Das verrückteste Dorf in NRW gehört zur Hälfte einem anderen Bundesland

„Wieso sollten wir so eine Besonderheit einfach aufgeben? Es gibt für mich keinen Grund“, sagt Frank Meier, Bürgermeister von Extertal, im Gespräch mit dem WDR. Eine Ansicht, die sein niedersächsischer Amtskollege aus Aerzen teilt. Der Sender hat dem wohl verrücktesten Dorf in NRW jüngst einen Besuch abgestattet. Gerade einmal 100 Menschen wohnen in Reine – oder besser gesagt: in beiden Dörfern. Denn offiziell gibt es das Dorf gleich zweimal. Die westliche Hälfte gehört zur lippischen Gemeinde Extertal in NRW, die östliche zum Flecken Aerzen in Niedersachsen. Eine unsichtbare Grenze zieht sich von Nord nach Süd durch den Ort und sorgt für einige Eigenheiten.

Reine wird durch eine Grenze in zwei Bundesländer geteilt.

So kommen zum Beispiel die beiden Müllabfuhren an unterschiedlichen Tagen, schildert der WDR. Der Bus fährt nach Reine – aber nicht hindurch, stattdessen dreht er an der Grenze wieder um. Und auch der Straßenbelag kann sich innerhalb des Dorfes unterscheiden. Doch so geteilt das Dorf in bürokratischer Hinsicht auch ist, bringen manche Dinge beide Seiten zusammen. Der Friedhof zum Beispiel. Denn egal, ob Westfale oder Niedersachse: Die letzte Ruhestätte aller Reiner liegt auf der NRW-Seite.
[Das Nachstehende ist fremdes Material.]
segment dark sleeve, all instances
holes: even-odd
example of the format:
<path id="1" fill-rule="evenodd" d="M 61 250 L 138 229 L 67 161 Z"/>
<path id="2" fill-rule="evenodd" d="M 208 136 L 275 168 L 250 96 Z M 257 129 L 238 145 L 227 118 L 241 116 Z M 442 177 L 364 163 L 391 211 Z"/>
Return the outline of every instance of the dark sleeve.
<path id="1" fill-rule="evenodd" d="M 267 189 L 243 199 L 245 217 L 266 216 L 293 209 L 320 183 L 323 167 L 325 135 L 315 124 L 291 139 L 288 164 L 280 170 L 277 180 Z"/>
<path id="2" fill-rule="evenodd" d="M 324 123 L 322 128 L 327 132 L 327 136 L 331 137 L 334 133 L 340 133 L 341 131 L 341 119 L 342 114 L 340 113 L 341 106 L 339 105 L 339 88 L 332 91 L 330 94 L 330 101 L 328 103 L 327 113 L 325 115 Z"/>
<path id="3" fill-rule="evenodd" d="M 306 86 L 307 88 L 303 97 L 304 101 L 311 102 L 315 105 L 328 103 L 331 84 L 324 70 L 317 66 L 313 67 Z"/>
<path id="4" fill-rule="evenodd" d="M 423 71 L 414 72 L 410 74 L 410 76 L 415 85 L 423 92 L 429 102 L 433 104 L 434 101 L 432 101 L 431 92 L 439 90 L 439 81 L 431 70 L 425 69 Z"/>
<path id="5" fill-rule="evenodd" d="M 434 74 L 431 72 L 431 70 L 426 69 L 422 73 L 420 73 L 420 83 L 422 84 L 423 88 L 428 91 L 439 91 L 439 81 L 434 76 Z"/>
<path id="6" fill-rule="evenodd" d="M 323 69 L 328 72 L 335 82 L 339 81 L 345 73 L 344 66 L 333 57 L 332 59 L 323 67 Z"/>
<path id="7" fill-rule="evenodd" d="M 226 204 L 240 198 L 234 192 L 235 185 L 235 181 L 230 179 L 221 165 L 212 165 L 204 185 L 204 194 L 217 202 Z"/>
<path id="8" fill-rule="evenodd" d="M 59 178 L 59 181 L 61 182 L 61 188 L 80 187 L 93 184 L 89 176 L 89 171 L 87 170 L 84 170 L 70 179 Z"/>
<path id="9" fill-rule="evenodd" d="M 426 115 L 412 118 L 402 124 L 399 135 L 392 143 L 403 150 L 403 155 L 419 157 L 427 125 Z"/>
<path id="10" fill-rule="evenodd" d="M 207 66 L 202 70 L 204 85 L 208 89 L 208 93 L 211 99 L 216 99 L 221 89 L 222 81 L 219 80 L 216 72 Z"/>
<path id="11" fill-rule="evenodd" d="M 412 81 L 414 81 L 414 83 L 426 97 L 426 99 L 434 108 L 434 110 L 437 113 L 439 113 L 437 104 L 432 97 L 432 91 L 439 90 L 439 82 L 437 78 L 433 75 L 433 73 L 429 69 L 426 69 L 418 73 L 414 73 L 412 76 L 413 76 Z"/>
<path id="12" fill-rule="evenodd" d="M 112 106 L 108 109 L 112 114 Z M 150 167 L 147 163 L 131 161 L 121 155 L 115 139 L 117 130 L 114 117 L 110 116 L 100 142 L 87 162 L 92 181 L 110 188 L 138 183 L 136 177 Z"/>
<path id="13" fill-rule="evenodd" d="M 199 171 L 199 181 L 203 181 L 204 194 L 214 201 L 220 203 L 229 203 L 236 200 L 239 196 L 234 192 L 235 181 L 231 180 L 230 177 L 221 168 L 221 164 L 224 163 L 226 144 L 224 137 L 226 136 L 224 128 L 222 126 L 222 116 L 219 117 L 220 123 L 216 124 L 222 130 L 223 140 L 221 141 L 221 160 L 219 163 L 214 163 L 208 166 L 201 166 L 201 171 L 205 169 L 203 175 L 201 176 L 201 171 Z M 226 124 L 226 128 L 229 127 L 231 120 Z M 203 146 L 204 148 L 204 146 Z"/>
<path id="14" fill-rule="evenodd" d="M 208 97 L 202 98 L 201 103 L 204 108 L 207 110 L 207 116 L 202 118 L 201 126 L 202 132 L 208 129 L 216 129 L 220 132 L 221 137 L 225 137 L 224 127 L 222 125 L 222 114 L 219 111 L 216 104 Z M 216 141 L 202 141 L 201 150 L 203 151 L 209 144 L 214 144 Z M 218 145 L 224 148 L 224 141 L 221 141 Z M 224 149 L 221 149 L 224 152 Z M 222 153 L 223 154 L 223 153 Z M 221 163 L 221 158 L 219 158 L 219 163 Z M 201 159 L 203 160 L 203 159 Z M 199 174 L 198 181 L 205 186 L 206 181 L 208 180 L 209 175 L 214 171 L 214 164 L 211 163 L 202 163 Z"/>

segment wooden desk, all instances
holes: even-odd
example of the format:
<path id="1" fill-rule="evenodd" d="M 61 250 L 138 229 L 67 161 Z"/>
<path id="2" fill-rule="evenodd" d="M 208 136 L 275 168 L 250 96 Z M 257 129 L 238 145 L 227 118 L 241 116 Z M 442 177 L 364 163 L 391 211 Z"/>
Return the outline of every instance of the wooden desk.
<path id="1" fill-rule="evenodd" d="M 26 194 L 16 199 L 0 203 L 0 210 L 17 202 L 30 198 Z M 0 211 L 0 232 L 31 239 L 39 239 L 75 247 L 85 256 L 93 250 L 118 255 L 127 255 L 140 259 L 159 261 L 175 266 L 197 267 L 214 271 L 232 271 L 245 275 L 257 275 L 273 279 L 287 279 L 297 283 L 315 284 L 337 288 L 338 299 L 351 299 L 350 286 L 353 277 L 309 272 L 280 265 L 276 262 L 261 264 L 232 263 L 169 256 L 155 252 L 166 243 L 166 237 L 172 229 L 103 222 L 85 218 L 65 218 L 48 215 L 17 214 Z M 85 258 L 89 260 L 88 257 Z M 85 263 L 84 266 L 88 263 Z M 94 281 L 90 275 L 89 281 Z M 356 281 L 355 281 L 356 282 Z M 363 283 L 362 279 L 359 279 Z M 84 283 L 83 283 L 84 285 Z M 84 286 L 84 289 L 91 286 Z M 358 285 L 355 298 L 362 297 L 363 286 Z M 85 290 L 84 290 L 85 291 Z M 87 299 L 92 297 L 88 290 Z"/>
Gesetzliche Feiertage in NRW und Niedersachsen

Auch bei den Feiertagen gibt es Unterschiede. Am Fronleichnamstag haben die NRW-Bewohner frei, während die Niedersachsen arbeiten müssen. Dafür dürfen sich die Niedersachen am Reformationstag ausruhen, während auf der anderen Seite der Grenze normal gearbeitet wird. Entscheidend ist dabei nicht der Wohnort, sondern die Arbeitsstätte.

So lebt Reine mit der doppelten Verwaltung – und macht aus der Teilung einfach eine Besonderheit.

Ein ähnliches Phänomen findet sich im Münsterland. Das Dorf Suderwick im Münsterland grenzt an das holländische Dinxperlo. Die beiden Ortschaften verbindet eine lange gemeinsame Geschichte.